Saturday, 6 March 2010

Little sweet nothings

I have arrived. The glamour, fame and glory of being a humble blogger widens your waist, eats up your time, but also occasionally offers a freebie.

I have been invited to a 'VIP cooking party' with a charming Italian chef Francesco Mazzei, of acclaimed restaurant L’Anima: to learn the authentic dough spinning, to glug free prosecco and‏ make your own pizza creations. The event was organised as a promotion of six new pizza recipes that a certain long-standing pizza chain had just introduced...the Pizza Express.

We are being shown how to flip your pizza dough (love the weird picture!)

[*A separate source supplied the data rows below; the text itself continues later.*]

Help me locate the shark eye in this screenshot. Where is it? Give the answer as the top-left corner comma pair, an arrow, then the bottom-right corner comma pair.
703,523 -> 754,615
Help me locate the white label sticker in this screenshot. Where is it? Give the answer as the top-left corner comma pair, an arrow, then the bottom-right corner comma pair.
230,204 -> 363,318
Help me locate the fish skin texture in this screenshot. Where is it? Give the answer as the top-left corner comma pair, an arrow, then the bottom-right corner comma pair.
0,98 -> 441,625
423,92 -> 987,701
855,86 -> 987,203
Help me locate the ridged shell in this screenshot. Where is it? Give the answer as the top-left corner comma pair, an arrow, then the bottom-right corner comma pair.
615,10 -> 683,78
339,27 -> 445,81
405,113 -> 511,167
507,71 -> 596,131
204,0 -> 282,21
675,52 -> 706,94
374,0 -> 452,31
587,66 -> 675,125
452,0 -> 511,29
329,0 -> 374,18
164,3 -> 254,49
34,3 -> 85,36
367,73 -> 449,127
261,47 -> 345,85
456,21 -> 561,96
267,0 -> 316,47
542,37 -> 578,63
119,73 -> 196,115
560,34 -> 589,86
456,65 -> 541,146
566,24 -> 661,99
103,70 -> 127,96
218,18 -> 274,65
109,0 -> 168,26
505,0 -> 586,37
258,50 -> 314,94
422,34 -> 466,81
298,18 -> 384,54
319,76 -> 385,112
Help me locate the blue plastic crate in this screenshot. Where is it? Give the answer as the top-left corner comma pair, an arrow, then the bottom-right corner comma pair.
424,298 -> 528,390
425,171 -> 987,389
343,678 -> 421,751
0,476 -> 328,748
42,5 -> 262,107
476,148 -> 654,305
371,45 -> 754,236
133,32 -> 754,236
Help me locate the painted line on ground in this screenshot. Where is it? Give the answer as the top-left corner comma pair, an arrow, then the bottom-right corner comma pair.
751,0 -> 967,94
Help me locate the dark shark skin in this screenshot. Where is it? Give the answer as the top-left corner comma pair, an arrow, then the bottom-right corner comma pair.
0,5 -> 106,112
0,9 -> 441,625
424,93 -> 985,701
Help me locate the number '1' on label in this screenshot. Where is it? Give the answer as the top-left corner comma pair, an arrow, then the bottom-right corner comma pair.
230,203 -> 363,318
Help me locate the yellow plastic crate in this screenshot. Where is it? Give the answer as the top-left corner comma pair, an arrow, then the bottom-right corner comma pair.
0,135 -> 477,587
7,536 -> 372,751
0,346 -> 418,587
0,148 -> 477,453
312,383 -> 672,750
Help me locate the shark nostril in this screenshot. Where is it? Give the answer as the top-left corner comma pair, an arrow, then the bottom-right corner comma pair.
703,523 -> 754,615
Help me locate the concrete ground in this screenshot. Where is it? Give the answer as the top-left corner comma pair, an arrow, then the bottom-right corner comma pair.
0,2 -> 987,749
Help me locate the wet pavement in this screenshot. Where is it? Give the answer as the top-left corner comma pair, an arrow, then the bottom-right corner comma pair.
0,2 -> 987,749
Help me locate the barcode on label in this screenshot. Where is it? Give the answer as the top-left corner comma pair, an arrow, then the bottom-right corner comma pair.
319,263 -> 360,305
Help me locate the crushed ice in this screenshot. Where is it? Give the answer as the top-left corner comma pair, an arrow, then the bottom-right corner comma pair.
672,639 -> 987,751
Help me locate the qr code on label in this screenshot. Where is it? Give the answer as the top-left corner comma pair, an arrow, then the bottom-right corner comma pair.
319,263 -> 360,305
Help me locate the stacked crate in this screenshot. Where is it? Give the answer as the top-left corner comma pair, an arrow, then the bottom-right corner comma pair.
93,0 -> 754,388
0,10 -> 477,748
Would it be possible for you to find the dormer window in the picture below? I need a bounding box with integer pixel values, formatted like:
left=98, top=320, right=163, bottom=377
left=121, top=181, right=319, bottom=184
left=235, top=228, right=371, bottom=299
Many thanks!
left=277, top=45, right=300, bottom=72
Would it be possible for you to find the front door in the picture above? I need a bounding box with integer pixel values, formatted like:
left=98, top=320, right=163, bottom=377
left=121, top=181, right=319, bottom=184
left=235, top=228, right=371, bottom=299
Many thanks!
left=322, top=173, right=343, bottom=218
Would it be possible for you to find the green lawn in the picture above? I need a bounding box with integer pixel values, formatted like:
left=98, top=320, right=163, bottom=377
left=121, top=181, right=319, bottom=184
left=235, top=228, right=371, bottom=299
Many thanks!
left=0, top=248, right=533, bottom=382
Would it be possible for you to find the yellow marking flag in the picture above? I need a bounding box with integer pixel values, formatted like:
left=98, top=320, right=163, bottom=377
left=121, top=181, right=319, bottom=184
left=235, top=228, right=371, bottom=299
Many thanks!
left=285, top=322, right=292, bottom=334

Nothing's wrong with Pizza Express, you understand. And even though my standards - for pizzas, men and otherwise - have somewhat moved on from when I used to frequent this establishment some 10 years ago, I have some warm memories of this place. Monday Jazz evenings, in Watford were when me and my then-boyfriend used to go out for a bit of 'class'... I remember genuinely enjoying the polished fake-marble tables, posh salad Nicoise and a gentle and undefined ramble of Jazz.

My pizza: mushrooms, truffles and peppers

So, what was my first blagger-blogger event was like? It was actually a lot more lively and tasty that I had anticipated in my up-my-nose mood. Free Prosecco flew flawlessly, organisation was seamless (they had even thought of pre-preparing pizza bases for us to rescue our botched attempts in pizza-base making) and pizzas were good (mine having lots of mushrooms and some truffle paste, which - surprise and horror - was the first time that I tried. I get it now).

Ms Marmite of the famed underground restaurant and her lovely daughter

But the best bit for me came surprisingly at the very in the shape of little dolcetti - 'small but perfectly formed desserts' that accompanied coffees. Such treats as a mini lemon tart with meringue or a scoop of coffee gelato are officially on Pizza Express's menu for £3.50.

Why was I so pleasantly shocked? Not because of the taste - which was ok - but because finally, after my years of moaning that restaurants are only able to offer the unsubtle choice of either a big pud or unsatisfying coffee at the end of a meal, it is Pizza Express out of all places that recognised my need to have something sweet but little after my dinner, to make me feel both indulged and virtuous.

Thank you, good old Pizza Express, the nights of jazz, posh nosh and little sweet nothings are maybe not over after all.